A bipartisan group of 66 members of the House of Representatives has signed a letter to the head of the Federal Housing Finance Agency questioning the agency’s ability to lower maximum loan amounts for Fannie Mae and Freddie Mac.
The maximum limit for loans backed by Fannie and Freddie is currently $417,000 in much of the country, but ranges up to $625,500 in more expensive areas. FHFA announced last month that it was considering a reduction in the size of the loans that could be backed by the mortgage giants, which were placed under the agency’s conservatorship in 2008 after nearly collapsing in the financial meltdown.
“FHFA has been analyzing approaches for reducing Fannie Mae and Freddie Mac loan limits across the country, and any such change would be announced with adequate advance notice for implementation on Jan. 1," the regulator said in a statement Sept. 9.
However, the signatories of the Thursday congressional letter, sent to acting FHFA Director Edward DeMarco, said reducing the loan limits would throw a wrench into the housing recovery and leave many prospective homeowners out in the cold.

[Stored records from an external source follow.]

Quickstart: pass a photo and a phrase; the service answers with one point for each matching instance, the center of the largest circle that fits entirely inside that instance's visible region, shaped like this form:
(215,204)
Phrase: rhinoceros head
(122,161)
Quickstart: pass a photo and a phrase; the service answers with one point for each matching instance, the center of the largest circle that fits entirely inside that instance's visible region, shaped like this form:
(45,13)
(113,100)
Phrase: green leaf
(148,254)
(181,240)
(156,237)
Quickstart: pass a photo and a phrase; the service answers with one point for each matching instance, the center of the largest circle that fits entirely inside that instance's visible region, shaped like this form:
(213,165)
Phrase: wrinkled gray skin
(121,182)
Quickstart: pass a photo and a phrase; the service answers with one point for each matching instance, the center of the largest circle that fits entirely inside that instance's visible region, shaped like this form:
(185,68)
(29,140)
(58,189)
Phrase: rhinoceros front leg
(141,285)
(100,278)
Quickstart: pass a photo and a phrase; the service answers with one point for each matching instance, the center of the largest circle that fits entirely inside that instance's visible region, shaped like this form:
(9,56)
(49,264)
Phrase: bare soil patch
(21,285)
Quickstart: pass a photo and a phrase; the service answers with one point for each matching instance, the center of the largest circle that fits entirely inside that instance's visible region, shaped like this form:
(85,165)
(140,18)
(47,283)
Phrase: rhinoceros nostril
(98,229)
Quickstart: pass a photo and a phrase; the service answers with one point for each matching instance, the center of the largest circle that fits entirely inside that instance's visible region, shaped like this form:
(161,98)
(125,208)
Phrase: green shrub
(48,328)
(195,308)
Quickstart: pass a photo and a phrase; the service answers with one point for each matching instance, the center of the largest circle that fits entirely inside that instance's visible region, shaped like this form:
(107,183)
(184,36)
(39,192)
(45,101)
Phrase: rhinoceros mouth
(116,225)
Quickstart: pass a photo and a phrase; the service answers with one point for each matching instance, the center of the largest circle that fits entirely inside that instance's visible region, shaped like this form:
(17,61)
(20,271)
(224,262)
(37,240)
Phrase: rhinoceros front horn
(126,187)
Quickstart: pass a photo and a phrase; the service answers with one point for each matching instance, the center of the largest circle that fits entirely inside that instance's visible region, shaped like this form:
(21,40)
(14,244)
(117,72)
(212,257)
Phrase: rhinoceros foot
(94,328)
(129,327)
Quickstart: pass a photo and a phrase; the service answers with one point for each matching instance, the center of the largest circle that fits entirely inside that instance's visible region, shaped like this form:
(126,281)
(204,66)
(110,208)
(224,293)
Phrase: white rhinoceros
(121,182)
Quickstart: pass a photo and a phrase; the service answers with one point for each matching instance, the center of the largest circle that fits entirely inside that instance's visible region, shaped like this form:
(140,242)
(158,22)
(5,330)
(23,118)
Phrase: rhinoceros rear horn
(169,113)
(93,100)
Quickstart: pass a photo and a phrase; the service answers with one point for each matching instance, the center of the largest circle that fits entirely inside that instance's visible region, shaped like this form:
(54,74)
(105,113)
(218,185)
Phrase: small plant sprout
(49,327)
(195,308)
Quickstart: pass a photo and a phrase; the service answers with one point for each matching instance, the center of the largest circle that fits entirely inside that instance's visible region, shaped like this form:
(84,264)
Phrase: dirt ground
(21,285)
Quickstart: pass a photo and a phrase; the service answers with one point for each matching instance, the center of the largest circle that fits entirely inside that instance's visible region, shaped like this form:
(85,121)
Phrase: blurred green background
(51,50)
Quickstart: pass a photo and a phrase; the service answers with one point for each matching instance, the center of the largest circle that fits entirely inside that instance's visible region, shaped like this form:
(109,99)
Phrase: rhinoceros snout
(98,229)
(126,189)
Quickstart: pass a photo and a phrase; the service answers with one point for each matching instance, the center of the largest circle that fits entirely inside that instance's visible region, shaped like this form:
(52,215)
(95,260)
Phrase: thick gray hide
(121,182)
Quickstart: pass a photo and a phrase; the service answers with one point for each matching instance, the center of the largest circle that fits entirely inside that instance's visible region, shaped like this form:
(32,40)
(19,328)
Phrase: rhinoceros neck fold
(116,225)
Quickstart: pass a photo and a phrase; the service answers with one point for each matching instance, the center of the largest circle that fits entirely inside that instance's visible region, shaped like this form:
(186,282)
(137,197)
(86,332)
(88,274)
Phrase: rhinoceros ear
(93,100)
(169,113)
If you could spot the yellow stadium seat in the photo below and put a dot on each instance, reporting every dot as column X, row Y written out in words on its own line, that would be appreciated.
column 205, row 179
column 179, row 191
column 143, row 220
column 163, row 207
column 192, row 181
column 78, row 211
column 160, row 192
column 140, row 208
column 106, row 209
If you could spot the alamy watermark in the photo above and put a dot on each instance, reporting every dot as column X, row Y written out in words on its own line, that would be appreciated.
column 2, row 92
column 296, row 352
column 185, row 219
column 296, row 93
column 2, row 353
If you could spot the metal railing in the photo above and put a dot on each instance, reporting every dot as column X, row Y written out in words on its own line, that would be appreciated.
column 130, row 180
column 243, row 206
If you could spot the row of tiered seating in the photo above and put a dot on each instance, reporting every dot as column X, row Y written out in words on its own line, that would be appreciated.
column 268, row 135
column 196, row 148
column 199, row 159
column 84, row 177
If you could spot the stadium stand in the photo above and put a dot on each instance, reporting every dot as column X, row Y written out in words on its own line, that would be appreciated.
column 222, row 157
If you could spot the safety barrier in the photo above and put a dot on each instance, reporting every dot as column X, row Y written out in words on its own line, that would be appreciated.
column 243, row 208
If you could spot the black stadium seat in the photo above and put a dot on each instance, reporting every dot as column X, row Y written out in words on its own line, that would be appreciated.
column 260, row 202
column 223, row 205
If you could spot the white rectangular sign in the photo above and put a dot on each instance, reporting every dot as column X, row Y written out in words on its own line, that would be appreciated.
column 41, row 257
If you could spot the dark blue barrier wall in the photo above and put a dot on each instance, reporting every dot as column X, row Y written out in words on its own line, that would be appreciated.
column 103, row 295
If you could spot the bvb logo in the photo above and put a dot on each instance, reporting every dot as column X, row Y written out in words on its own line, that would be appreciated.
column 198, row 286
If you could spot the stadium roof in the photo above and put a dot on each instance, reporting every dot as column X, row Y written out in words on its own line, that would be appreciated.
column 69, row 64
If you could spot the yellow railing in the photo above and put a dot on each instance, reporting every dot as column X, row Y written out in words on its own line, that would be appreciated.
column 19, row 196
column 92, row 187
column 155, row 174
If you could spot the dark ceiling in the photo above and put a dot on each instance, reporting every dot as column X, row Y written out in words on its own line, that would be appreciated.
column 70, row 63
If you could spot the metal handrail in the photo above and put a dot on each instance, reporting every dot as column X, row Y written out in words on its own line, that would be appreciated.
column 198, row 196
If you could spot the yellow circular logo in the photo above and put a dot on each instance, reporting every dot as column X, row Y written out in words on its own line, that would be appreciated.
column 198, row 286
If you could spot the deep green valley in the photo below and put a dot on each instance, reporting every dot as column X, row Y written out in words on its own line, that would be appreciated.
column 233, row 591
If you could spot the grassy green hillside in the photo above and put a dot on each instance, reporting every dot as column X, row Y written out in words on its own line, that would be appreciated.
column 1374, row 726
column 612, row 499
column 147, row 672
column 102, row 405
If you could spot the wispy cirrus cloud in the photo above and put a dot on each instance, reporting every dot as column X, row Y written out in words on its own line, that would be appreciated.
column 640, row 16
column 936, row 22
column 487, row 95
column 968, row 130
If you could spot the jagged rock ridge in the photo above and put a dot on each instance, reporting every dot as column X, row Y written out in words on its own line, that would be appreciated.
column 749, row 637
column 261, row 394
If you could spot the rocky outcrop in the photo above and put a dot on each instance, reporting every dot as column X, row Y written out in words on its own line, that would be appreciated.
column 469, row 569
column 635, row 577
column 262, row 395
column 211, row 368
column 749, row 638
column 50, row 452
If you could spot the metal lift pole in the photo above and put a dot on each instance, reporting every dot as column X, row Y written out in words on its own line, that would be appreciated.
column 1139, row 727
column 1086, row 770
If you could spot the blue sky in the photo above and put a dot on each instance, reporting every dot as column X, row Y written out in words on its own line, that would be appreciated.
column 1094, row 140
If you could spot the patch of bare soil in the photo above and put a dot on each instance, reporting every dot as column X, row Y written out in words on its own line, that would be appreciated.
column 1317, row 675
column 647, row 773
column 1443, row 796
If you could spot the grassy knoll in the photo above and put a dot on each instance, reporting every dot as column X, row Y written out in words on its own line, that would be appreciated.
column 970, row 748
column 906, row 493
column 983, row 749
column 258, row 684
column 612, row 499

“Such action by a single regulator would serve only to further tighten credit availability and thereby erode progress in our fragile housing recovery,” the letter stated. “Currently, homeownership rates are at an historic 18-year low. Mortgage credit is virtually nonexistent for middle class Americans with less than stellar credit. Unless borrowers have a credit score of 760, conventional mortgage financing will simply be out of reach.
“Moreover, housing is the cornerstone of our economy, and arbitrary regulatory reduction of the conforming loan limit will further disrupt our overall economic recovery.”
The House members also questioned FHFA’s authority to reduce the loan limits.
“Congress did not give FHFA the authority to reduce the loan limits. In fact, we included language in statute explicitly stating that the loan limits could not be reduced,” said Rep. Gary G. Miller (R-Calif.). “…Housing prices are on the rise, but lowering the loan limits could put the housing market’s fragile recovery at risk. This is not consistent with FHFA’s role as conservator. Lowering the limits would place taxpayers at greater risk due to a decline in home values, ultimately harming (Fannie and Freddie’s) financial positions.”
The move to reduce loan limits has also attracted the ire of the private sector.
“If you had the authority to ignore the prohibition against reducing loan limits, what would prevent you from making other fundamental changes?” National Association of Realtors President Gary Thomas wrote to DeMarco last month. “We believe Congress did not intend to allow you to make any fundamental changes to the statutory structure of the organizations, other than those compelled by the nature and goals of the conservatorship.”